The review by Holcman et al5 turns to a different diagnostic frontier: molecular imaging in cardiac amyloidosis. As clinical recognition of transthyretin- and light-chain–related amyloidosis increases, there is a correspondingly greater demand for diagnostic algorithms that are both highly accurate and minimally invasive. The authors show how nuclear imaging has transformed this landscape. Bone-avid tracer scintigraphy now enables highly sensitive and specific diagnosis of transthyretin amyloidosis, reducing reliance on endomyocardial biopsy, while single-photon emission computed tomography with computed tomography enhances diagnostic precision, allows quantification of amyloid burden, and adds prognostic value. Meanwhile, positron emission tomography is presented as an emerging modality holding promise for therapy monitoring, although its role remains under investigation. Importantly, the article frames imaging not as an isolated tool, but as part of an integrated algorithm that includes magnetic resonance, echocardiography, and biomarkers. This multimodal perspective is exactly what precision cardiology now requires.

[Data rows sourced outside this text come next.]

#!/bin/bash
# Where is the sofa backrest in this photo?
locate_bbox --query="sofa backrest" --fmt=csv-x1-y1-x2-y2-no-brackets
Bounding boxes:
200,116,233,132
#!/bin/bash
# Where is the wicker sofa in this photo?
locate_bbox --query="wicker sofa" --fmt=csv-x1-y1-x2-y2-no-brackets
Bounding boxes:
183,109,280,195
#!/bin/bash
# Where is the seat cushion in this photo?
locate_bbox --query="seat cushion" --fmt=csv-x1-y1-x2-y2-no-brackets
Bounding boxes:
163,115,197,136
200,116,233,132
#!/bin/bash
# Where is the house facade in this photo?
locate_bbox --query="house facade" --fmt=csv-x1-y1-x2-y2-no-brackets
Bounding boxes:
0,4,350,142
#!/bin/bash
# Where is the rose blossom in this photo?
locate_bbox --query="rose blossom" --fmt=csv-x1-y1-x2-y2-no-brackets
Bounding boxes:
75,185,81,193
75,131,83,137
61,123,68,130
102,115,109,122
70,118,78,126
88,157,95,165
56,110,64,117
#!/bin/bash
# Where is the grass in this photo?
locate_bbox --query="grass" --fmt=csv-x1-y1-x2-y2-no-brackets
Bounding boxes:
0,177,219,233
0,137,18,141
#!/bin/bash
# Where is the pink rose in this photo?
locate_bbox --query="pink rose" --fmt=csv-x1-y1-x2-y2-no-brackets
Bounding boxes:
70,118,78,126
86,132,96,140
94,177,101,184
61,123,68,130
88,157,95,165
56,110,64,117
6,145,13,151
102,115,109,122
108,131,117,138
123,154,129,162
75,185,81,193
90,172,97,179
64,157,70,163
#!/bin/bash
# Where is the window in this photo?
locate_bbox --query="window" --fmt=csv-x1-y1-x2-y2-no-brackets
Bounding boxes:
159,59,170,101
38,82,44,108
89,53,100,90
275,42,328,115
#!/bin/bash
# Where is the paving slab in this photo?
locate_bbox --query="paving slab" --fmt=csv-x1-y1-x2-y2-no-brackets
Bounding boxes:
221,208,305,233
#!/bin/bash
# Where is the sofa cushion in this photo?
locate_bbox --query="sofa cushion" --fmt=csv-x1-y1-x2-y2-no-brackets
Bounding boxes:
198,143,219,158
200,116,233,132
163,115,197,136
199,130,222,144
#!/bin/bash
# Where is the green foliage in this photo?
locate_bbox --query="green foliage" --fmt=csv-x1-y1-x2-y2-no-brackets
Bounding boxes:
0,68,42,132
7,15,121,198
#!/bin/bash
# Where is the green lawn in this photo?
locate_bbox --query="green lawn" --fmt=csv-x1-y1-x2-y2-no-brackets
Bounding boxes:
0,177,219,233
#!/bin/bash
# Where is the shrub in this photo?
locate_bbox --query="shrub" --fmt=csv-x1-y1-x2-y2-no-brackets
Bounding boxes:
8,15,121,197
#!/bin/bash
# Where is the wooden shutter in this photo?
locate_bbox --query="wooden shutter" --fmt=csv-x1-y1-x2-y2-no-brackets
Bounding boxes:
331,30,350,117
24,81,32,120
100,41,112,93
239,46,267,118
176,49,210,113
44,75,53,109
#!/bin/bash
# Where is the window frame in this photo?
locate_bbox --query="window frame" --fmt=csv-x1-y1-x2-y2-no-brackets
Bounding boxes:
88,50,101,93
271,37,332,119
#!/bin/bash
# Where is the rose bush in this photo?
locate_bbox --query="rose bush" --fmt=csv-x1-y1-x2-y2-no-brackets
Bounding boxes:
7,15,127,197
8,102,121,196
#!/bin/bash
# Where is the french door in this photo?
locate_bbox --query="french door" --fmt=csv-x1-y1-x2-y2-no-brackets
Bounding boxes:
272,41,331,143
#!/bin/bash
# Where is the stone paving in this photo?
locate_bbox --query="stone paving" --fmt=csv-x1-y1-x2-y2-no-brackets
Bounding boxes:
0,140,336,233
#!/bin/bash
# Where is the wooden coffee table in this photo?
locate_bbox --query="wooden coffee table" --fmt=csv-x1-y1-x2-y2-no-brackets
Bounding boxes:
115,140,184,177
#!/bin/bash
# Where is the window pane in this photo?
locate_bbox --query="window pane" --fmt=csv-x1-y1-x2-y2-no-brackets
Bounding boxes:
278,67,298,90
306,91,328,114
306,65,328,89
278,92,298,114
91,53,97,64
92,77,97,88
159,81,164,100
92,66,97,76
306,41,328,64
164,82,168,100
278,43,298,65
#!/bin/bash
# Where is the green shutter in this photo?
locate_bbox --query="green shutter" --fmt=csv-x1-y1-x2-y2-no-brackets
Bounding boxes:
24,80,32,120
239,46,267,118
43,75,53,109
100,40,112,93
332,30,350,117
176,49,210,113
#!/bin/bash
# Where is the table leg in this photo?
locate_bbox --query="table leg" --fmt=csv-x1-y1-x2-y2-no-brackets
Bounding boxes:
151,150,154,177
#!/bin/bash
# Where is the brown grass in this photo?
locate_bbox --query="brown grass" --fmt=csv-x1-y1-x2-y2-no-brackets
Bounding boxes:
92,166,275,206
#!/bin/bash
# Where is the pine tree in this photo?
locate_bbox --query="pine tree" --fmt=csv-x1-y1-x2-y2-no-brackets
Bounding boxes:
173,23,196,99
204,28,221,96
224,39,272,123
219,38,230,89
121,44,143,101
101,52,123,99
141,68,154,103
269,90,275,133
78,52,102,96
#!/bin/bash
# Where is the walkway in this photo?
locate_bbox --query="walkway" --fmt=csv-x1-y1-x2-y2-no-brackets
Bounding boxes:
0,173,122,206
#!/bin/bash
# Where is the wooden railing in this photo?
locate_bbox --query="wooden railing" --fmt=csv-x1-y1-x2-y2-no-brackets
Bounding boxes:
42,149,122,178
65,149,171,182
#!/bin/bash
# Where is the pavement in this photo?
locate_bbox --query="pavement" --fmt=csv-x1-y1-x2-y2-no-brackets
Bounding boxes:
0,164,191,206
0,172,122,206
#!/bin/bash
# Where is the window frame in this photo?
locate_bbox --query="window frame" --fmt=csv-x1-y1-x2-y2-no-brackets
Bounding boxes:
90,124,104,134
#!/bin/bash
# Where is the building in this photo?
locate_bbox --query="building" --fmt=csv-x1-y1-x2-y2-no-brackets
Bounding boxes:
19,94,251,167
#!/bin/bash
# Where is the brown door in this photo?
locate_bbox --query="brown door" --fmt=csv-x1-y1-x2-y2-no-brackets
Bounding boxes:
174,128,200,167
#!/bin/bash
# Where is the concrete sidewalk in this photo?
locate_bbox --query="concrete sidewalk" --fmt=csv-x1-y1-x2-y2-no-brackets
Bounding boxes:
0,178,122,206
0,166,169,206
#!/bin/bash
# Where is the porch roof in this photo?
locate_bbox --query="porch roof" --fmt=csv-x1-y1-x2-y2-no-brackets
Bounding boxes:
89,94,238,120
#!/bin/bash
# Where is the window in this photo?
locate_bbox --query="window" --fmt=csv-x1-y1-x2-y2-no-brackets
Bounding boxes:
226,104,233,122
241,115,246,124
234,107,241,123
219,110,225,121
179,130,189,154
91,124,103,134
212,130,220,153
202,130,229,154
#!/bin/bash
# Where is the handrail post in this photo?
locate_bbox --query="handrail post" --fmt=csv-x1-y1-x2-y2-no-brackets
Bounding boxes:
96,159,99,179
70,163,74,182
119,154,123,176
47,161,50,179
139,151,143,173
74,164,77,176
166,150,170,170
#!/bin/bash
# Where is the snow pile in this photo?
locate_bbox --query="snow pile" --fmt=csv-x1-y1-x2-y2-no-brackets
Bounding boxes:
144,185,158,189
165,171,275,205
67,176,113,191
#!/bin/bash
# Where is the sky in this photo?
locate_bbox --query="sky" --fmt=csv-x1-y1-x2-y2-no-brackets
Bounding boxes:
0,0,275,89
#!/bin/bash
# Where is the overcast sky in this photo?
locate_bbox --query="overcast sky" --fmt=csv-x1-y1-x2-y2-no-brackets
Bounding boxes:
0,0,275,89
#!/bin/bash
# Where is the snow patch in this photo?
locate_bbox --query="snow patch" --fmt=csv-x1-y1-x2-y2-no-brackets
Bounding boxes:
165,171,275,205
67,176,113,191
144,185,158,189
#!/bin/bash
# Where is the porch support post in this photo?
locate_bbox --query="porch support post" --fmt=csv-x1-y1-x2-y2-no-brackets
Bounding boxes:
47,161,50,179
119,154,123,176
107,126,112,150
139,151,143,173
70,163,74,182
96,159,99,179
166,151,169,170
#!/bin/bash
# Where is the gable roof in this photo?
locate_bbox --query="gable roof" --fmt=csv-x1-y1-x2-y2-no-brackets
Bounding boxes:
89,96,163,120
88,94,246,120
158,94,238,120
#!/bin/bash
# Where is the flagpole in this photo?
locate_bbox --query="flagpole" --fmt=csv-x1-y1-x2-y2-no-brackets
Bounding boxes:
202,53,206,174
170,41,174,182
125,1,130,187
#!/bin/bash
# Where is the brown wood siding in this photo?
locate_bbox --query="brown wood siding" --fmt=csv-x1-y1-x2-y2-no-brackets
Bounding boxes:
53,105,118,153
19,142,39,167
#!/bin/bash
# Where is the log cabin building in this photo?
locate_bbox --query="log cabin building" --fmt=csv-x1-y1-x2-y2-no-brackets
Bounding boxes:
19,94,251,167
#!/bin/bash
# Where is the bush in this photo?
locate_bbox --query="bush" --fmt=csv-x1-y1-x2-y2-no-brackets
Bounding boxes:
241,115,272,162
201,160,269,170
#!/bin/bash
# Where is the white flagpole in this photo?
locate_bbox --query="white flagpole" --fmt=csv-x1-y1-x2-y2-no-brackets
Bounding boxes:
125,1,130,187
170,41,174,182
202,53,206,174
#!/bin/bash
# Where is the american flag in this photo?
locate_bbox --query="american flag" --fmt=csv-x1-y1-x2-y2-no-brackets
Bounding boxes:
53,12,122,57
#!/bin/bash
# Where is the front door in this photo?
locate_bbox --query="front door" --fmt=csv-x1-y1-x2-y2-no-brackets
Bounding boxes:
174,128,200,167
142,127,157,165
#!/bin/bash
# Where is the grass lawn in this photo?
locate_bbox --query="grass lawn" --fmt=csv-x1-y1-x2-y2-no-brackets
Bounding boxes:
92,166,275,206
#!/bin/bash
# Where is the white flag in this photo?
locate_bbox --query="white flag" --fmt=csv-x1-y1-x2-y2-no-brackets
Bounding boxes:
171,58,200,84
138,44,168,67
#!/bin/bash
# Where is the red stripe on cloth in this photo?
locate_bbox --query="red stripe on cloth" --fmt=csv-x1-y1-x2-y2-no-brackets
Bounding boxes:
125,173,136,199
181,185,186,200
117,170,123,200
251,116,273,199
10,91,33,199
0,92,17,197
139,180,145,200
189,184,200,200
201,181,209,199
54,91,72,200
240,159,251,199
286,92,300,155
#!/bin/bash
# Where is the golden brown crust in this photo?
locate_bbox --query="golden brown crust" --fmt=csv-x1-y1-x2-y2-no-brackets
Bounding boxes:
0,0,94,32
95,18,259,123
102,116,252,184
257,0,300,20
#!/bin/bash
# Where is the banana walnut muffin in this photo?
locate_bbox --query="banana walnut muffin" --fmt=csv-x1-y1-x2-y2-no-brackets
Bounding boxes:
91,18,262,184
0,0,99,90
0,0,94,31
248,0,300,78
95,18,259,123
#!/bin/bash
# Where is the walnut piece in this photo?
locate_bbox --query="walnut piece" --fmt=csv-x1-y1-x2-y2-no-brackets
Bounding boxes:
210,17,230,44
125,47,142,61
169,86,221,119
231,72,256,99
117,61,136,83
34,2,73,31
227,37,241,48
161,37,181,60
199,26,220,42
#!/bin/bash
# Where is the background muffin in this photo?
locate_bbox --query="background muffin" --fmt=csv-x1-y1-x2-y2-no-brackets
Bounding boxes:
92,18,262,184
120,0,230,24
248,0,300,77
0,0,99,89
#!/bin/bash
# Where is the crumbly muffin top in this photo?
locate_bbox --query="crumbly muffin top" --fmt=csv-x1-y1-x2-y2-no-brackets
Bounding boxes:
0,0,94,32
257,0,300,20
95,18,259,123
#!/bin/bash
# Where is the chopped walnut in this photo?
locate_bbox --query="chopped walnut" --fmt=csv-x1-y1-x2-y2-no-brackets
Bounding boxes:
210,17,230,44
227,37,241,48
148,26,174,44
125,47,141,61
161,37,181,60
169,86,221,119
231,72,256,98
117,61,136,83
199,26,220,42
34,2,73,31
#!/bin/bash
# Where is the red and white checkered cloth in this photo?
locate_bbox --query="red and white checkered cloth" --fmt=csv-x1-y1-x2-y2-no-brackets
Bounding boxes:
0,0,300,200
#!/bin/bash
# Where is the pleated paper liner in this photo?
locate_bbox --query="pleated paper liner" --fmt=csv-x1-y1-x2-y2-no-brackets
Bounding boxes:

The issue then moves to hematology, with the review by Iwaniec et al6 discussing the challenges of diagnosing von Willebrand disease. Despite being the most common inherited bleeding disorder, von Willebrand disease remains underdiagnosed and diagnostically challenging. The review clearly outlines the current classification into types 1, 2, and 3, with the clinically relevant subtype distinctions within type 2, and it maps the diagnostic pathway from initial assays (factor VIII coagulant activity, von Willebrand factor antigen, and ristocetin cofactor activity), through newer tests assessing glycoprotein Ib binding, to specialized analyses, such as multimer assessment, platelet aggregation testing, factor VIII binding assays, and genetic testing. The central message is both clinically relevant and of substantial practical importance: accurate typing is not merely an academic endeavor but constitutes the essential foundation for selecting appropriate therapeutic strategies and implementing effective bleeding prophylaxis. In that sense, this paper exemplifies how diagnostic precision directly shapes patient safety.

The final contribution, a clinical image by Stażyk et al,7 provides a concise but memorable infectious-disease vignette. It presents a 19-year-old man with unilateral axillary lymphadenopathy, fever, and a history of repeated cat scratches, ultimately diagnosed with cat scratch disease due to Bartonella henselae infection. The clinical image highlights a classic lesson: common presentations, such as lymphadenitis, require attention not only to laboratory findings and empiric therapy, but also to epidemiologic clues and exposure history. It additionally underscores that the clinical course may be complicated by the development of suppuration, potentially necessitating surgical drainage.

What unites these diverse contributions is a shared commitment to precision. In some papers, precision is technological: biomarker follow-up, molecular imaging, or AI. In others, it is behavioral, epidemiologic, or phenomenological: identifying who adopts preventive measures, distinguishing hip pain from spinal pain, or recognizing the clinical signature of a zoonotic infection. A single principle underlies all these developments: progress in medicine arises not solely from the accumulation of novel instruments and technologies, but from the refinement of the knowledge and judgment required for their appropriate application. This issue offers a useful cross-section of that effort and, in doing so, captures both the opportunities and the discipline required in modern clinical science.